プジョー 607 試乗レポート
- 筆者: 石川 真禧照
- カメラマン:森山俊一
11年ぶりに、プジョーのフラッグシップモデルが一新。今年の目標販売台数は500台だ。
ここ数年、プジョーの人気が急上昇している。次々と日本市場に送りこんでくるクルマのスタイリングや完成度がハイレベルになってきていることや、車両本体価格が比較的、バリューフォーマネーであることが、人気アップの理由だ。
プジョーの車名は、1929年から真ん中にゼロの入った3ケタの数字を使用している。これは登録されているので他のメーカーは使用できない。現在は1、2、3、4、6、8の各シリーズがある。8はミニバンだ。

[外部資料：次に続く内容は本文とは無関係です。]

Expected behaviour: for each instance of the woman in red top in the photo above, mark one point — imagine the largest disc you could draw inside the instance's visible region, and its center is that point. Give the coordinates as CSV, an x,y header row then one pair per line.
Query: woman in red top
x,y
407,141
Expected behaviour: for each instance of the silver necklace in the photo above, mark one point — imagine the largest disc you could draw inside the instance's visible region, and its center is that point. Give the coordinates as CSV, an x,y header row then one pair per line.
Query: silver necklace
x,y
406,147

605の後継モデルになる607は、同社の最上級4ドアセダン(606は製品化されていない)。ツリ目のヘッドライトと、グリル中央のライオンマークがプジョーを主張している。ボディサイズは全長4875mm、全幅1830mm、ホイールベース2800mmと大きく、BMW5シリーズやアウディA6よりも大きいサイズになる。エンジンはV6の3Lだ。
伝統の足回りは605よりも柔らかめに設定されているが、スポーティ走行も十分可能だ。

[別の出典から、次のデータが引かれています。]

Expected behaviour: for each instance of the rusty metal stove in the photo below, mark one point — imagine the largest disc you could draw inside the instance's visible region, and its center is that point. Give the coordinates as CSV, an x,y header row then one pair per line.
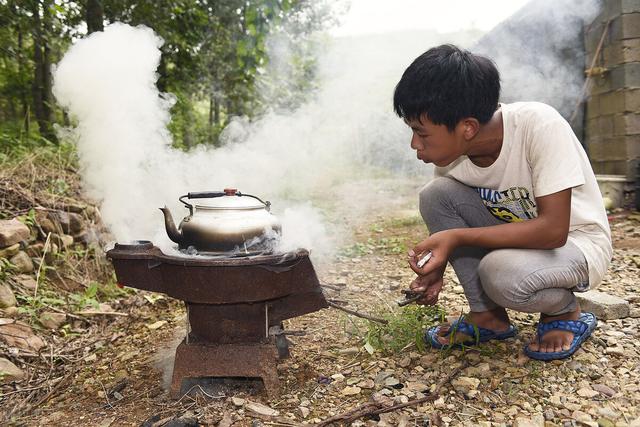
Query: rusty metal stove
x,y
235,307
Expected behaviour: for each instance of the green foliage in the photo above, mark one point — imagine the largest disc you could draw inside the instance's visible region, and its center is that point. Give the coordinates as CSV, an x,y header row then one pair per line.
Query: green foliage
x,y
6,268
215,61
383,246
405,327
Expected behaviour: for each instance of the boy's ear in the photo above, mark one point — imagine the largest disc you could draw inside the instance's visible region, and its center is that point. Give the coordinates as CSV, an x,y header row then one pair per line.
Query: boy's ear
x,y
471,127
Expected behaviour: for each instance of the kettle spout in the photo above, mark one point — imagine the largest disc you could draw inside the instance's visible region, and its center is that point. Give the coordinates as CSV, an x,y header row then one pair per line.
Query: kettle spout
x,y
173,233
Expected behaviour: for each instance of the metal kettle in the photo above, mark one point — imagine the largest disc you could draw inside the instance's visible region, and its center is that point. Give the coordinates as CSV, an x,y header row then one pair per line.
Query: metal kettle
x,y
230,221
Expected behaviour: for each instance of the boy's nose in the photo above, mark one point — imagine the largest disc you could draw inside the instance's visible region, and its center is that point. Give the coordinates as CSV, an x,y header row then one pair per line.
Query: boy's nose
x,y
415,142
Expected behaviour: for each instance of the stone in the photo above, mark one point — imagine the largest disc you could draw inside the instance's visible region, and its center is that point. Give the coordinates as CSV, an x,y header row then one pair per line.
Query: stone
x,y
10,251
62,240
13,231
7,299
20,335
382,376
549,414
587,392
604,306
238,402
61,218
261,409
26,281
609,413
36,251
22,262
368,384
9,372
52,320
304,411
10,312
405,362
76,223
605,422
351,391
606,390
465,384
536,421
157,325
337,377
391,381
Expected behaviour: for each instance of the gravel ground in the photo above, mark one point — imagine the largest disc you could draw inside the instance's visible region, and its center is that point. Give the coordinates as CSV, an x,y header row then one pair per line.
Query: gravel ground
x,y
330,371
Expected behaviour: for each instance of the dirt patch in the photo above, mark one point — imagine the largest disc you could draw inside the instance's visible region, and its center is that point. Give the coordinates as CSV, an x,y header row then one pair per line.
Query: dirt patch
x,y
330,371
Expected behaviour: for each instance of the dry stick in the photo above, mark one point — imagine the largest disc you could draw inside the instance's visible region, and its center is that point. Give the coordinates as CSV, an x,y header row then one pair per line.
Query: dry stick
x,y
109,313
583,92
355,313
44,253
372,408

日本に導入された607はV型6気筒DOHCの3Lエンジンを搭載する最上級モデル。アルミダイキャスト製のエンジンブロック、可変タイミングカムシャフトなどを採用し、152kw/6000rpm、285N・m/3750rpmの性能を得ている。
ミッションはティプトロニックタイプの4速AT。ドライバーの運転状態をコンピューターが察知し、32パターンの走行モードから最適なモードを自動選択してくれる。ATのシフトショックは少なく、学習機能した動きも特に気になるところはない。

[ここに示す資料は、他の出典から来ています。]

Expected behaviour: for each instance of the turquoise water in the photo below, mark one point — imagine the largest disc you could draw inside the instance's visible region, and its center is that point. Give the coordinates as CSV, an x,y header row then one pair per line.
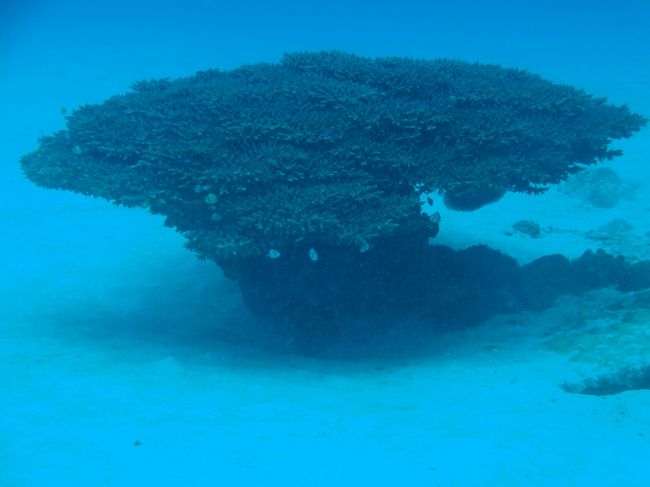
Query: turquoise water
x,y
125,361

V6エンジンはスタートこそややもったりとしているが、2500回転あたりからトルクが盛り上がり、アクセルレスポンスがよくなる。パワーアシストのハンドルは、プジョー6シリーズの伝統で、低速ではかなり軽め。個人的には好みの操舵性だ。ハンドリングは、中、高速で横方向の踏ん張りがちょっと頼りなかった。経験上、これはタイヤの空気圧を若干高めれば解決するはずだ。減衰力を調整できるショックアブゾーバーは「スポーツ」に切り替えるとレーンチェンジなどでのロールが抑えられ、スポーティな走行ができた。
快適性に力を注いだ室内長1920mmのキャビンが自慢。装備の充実ぶりも見逃せない。
ボディサイズはBMWの5シリーズやアウディA6よりもやや大きいが、室内の広さは特に広々としている、ということはない。それはフロント、リアシートともにサイズが大きく、見た目の広さよりも実際に座る人のことを考えた作りだからだ。当然、ホールド性はよい。しかもフロントシートだけでなく、リアシートにもシートヒーターが内蔵されている。これは寒い季節には有難い。
室内の装備はかなり充実している。まず、ナビゲーションは標準装備。これは500万円以下の輸入上級車としては珍しい。このほかに、バックソナー、キセノンヘッドランプ、JBL製イコライザーアンプ+12スピーカー+6連奏チェンジャーなども標準装備されているので、想像以上に豪華だ。
トランクは奥行き、横幅ともにBMWやアウディよりも大きい。リアシートは背もたれが6/4分割で可倒し、トランクと一体になるのが実用的だ。
バリエーションは2タイプ。コンフォートは右ハンドル仕様、スポーツは左/右ハンドル仕様だ。
607は今回試乗した「コンフォート」の他に、「スポーツ」がある。エンジンは同じ。サスペンションも、ミッションも同じチューニングになる。違いはメーターパネル、ダシュボード、シートの材質、そしてタイヤ&ホイールのサイズ。コンフォートは、本革&ウッドパネルの内装に 225/55R16インチのタイヤ&ホイールで、スポーツはブラックのファブリック&カーボンファイバー調の内装に225/50R17インチのタイヤ&ホイールが組み合わせられる。
スポーツにも試乗してみたが、乗り心地がやや硬めかな、というレベルの違いしか体感できなかった。そうなると、両グレードの決め手は本革かファブリックか、というところ。車両本体価格はコンフォートが498万円で、スポーツは478万円。個人的には前者が好みだ。